В связи с лермонтовской темой читались “Концерт на вокзале” и отдельные строфы “Грифельной оды”, и тогда же Н. Я. пообещала прислать мне по почте неопубликованные ранние версии и варианты.
В пропавшем “Мандельштаме и Тютчеве” прорабатывалась, насколько помню, черно-желтая символика, центральная для О. М., – для всех его этапов, от “Камня” до савеловских стихов. Она вела свое неопровержимо еврейское начало от молитвенной накидки (талеса, талита) рижского дедушки поэта, описанной в “Шуме времени”: “…дедушка вытащил из ящика комода черно-желтый шелковый платок, накинул мне его на плечи и заставил повторять за собой слова, составленные из незнакомых шумов, но, недовольный моим лепетом, рассердился, закачал неодобрительно головой. Мне стало душно и страшно”.

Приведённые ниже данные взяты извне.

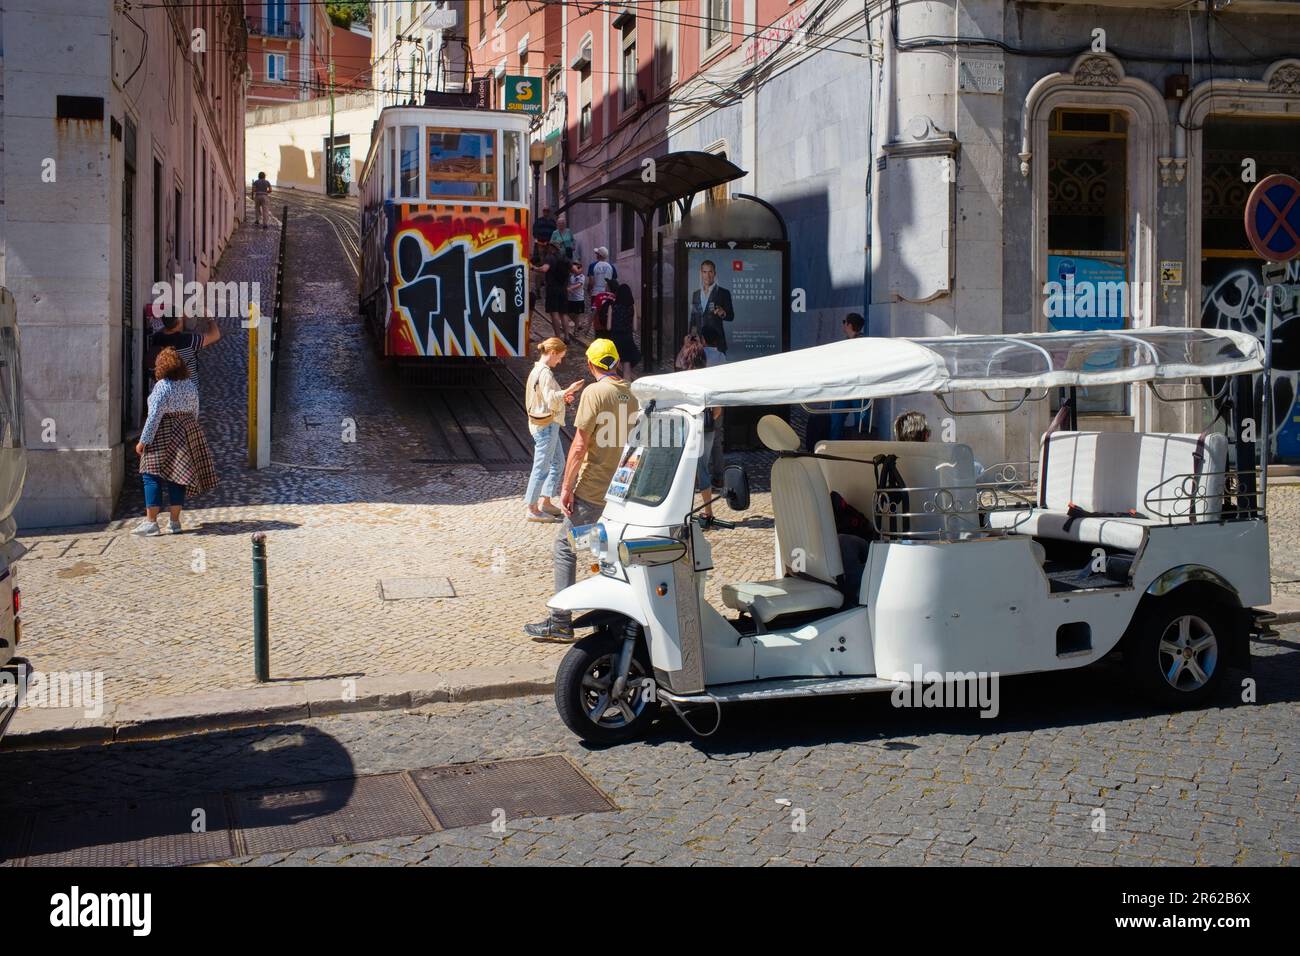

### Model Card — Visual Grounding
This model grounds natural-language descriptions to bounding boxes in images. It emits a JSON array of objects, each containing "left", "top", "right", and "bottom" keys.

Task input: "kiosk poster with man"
[{"left": 683, "top": 242, "right": 786, "bottom": 364}]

…Беседа шла неупорядоченно. Мы задавали довольно случайные вопросы, могущие сегодня показаться наивными: почему застрелился Маяковский? (Н. Я.: “Из-за бабы”); как умер Бабель? (Н. Я.: “Расстреляли в тюрьме”). Как мы могли упустить возможность услышать неведомую нам правду из уст свидетеля и участника событий тех легендарных времен? Для нас повторен был – в который раз! – рассказ о звонке Сталина Пастернаку после ареста О. М. “Пастернак вел себя в этом разговоре на твердую четверку!” – подчеркнула Н. Я.

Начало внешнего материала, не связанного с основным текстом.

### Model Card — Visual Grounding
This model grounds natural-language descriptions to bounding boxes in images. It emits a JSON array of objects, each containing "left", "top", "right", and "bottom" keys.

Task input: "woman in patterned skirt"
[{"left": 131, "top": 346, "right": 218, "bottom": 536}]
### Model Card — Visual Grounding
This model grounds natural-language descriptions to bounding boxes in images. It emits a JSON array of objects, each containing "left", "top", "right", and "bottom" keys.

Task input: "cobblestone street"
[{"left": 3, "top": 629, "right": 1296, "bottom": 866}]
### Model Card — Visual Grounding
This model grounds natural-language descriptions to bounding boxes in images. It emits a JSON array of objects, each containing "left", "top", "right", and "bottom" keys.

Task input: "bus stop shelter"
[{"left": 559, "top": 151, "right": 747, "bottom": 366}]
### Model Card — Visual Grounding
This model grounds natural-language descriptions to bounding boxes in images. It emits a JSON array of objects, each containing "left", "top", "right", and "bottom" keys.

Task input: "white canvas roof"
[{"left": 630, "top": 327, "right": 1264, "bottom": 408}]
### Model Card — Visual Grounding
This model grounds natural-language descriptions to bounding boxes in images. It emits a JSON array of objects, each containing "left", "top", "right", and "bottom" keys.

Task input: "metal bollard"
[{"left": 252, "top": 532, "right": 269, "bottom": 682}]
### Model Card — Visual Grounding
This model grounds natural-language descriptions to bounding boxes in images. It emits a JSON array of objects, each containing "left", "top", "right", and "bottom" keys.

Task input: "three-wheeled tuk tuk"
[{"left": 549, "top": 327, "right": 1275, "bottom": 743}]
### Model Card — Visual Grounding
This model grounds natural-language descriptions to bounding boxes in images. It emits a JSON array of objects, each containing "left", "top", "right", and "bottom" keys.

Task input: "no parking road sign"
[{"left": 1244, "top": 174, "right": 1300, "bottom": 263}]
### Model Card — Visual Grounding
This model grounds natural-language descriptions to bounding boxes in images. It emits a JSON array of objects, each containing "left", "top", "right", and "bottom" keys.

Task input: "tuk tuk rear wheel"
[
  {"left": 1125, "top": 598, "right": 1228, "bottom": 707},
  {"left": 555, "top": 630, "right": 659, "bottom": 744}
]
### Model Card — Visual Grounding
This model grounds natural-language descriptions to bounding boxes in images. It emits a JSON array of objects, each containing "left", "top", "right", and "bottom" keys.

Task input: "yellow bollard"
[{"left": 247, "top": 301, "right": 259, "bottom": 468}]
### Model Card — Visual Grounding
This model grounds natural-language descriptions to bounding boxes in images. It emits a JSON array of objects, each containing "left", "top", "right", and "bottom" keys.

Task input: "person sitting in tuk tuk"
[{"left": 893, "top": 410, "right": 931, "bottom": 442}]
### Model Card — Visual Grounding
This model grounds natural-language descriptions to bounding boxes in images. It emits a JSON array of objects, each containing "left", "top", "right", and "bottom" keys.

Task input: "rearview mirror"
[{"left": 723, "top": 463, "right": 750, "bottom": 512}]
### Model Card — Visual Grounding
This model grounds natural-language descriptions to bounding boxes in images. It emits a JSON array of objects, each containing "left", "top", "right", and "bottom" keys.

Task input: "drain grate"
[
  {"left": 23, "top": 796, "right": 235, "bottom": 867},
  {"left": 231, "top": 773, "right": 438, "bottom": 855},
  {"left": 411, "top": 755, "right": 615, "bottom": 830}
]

А потом вдруг прочла глубоким и вместе глуховатым голосом одно из наиболее близких мне стихотворений из пастернаковского “Разрыва”: “Помешай мне, попробуй. Приди, покусись…” Прокомментировала “приступ печали, гремящей сегодня, как ртуть в пустоте Торричелли” так: “Самое интересное, что никакой ртути в торричеллиевой пустоте не было”. В результате у меня не осталось сомнений в том, что Пастернака Мандельштамы любили.
Н. Я. показала нам первое издание “Архипелага ГУЛАГ” – маленький карманный формат на тончайшей папиросной бумаге. “Это очень значительная книга, – сказала она. – Возможно, самая значительная из всего, что вышло в последние десятилетия”. Майя, главная гостья, получила книгу “на почитать” дня на два-на три. У нас в Киеве ее было тогда не достать. Нетрудно понять, насколько взрывное впечатление она на нас произвела.
С большим теплом говорила Н. Я. о Шаламове, принципиально не сравнивая его с автором “ГУЛАГа”.
Потом приходили какие-то русскоговорящие иностранцы, из Франции, кажется, из Норвегии, возможно, из Англии. Тут я узнал от самой Н. Я., что среди переводов О. М. на иностранные языки она больше всего ценит работы американца Кларенса Брауна. И оценить переводы она могла по достоинству – английский был для нее чуть ли не вторым родным языком.
Завершился визит разговором об отъездах в Израиль: предстоящем Майином; несостоявшемся Н. Я., ею самой же и отмененном; и моем собственном.
Война Судного дня недавно закончилась, но в воздухе всё еще было тревожно. Мне предстоял очень небезопасный предотъездный период: могли попытаться призвать в армию, а потом “наградить” секретностью минимум лет на десять. “Увозите мальчика, пока не поздно!” – шепнула Н. Я. на ухо Майе. Как будто при тогдашних обстоятельствах нашей жизни Майя могла кого-то куда-нибудь увезти! В результате Майя приехала в Израиль через несколько месяцев после меня.
Мой “собственный” Мандельштам начался с “Травы забвенья” Катаева, опубликованной в “Новом мире” (1967). Внезапно обнаружилось, что после одноразового прочтения этой так называемой “мовистской” прозы у меня в памяти остались все строки и строфы из О. М., приводимые Катаевым, иногда даже без указания авторства. Такое случилось у меня впервые! А ведь там были вкраплены цитаты и из Маяковского, Бунина, из других (неназванных) поэтов. Причем до этого о Мандельштаме мне даже слышать не приходилось.